After returning from a week long vacation, I am back at Camp El Valor for the second four-week session and I must admit, I am very excited! We have the same curriculum, but new faces and new challenges. The first difference I’ve noticed is the wider range of ages. Last session saw mostly fifth and sixth graders. This session has quite a different split: several incoming fourth graders, as well as several incoming freshman with a strong showing of all ages in between.
I find teaching in multiage classrooms incredibly exciting and rewarding. My first job teaching was in a Montessori classroom of 12-14-year-olds. I then moved into a 9-12-year-old classroom. Montessori splits by age, not grade, and I find this creates a motivating, dynamic environment.
At camp, days 1 and 2 always include several introductory activities. While many children are learning keyboarding posture and technique, more advanced typists are transcribing hand-written journals about their science experiences into Microsoft Word documents. While some work on creating interviews in a question and answer style, others work on turning their questions and answers into paragraphs about the person they interviewed.
Already I’ve seen the younger children observing the older children, witnessing the “next level” as the older students discuss their work. Some of the nine and ten year-olds asked if they could write in paragraphs, too. “Of course!” I answered, excited to see their desire for a challenge. And the older children seem more ready to set a positive example. Students learn better when they have peer role models they can rely on for help, and when they practice their skills by teaching others.
The typical expectation of a single-grade classroom, that children possess similar knowledge and skills, creates pressure on both children and the teachers. There is a tendency in a homogeneous age group to judge the children who fail to meet benchmarks as “below average.” Yet there is no evidence that supports the idea that groups of children who are all the same age learn the same things in the same way at the same time.
Conversely, in a multiage classroom, the difference in ages begets different sets of behavior and performance expectations. In this environment, the teacher more readily addresses differences because differences are more obvious. It is also easier for a child to address his or her strengths and weaknesses without feeling judged by his or her peers. Students can progress along a continuum of simple to more complex skills at their own pace.
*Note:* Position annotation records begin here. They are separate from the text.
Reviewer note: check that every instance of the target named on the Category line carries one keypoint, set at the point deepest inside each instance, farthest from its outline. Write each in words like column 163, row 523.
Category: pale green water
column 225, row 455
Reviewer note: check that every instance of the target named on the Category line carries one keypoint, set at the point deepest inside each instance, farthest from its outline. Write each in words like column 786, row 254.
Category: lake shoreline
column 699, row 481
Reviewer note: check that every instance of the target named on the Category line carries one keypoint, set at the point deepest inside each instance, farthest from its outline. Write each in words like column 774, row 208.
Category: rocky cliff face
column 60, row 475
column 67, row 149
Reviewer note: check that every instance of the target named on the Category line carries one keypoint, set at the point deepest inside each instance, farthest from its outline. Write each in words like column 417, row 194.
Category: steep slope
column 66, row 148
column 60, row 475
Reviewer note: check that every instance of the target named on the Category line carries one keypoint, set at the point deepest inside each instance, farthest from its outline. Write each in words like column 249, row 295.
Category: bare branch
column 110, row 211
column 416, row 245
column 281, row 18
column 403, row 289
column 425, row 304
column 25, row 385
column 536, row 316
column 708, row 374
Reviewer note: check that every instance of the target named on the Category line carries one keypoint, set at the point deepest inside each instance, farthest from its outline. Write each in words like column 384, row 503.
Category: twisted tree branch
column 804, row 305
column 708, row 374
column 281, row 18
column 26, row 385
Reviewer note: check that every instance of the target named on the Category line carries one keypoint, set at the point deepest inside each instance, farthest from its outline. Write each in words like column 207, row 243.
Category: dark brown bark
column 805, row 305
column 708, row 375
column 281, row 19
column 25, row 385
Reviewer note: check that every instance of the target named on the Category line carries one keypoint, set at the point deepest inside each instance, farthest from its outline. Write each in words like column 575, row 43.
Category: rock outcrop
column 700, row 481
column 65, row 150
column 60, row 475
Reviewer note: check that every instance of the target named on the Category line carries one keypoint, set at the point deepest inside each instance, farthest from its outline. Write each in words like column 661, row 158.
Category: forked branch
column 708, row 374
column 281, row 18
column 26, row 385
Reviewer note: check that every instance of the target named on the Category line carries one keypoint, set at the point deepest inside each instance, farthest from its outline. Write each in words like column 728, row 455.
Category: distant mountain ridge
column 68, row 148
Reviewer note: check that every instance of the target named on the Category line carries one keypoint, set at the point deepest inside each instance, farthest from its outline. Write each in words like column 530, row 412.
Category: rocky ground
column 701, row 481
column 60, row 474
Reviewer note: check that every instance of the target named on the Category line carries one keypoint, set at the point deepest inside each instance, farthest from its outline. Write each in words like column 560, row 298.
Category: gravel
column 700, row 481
Dr. Maria Montessori developed educational methods based on her belief that children learn best by doing, not by being acquiescent vessels to be filled with pre-existing knowledge. Montessori believed learning should occur in multiage classrooms where children at various stages of development learn with and from one another. Though it’s been several years since I’ve been in a Montessori classroom, I see her idea of multiage learning once again as fresh and innovative, offering possible solutions to many of the problems that plague public school teachers. I’m finding my multiage experience to be reinvigorating both for me, and for the children in this camp.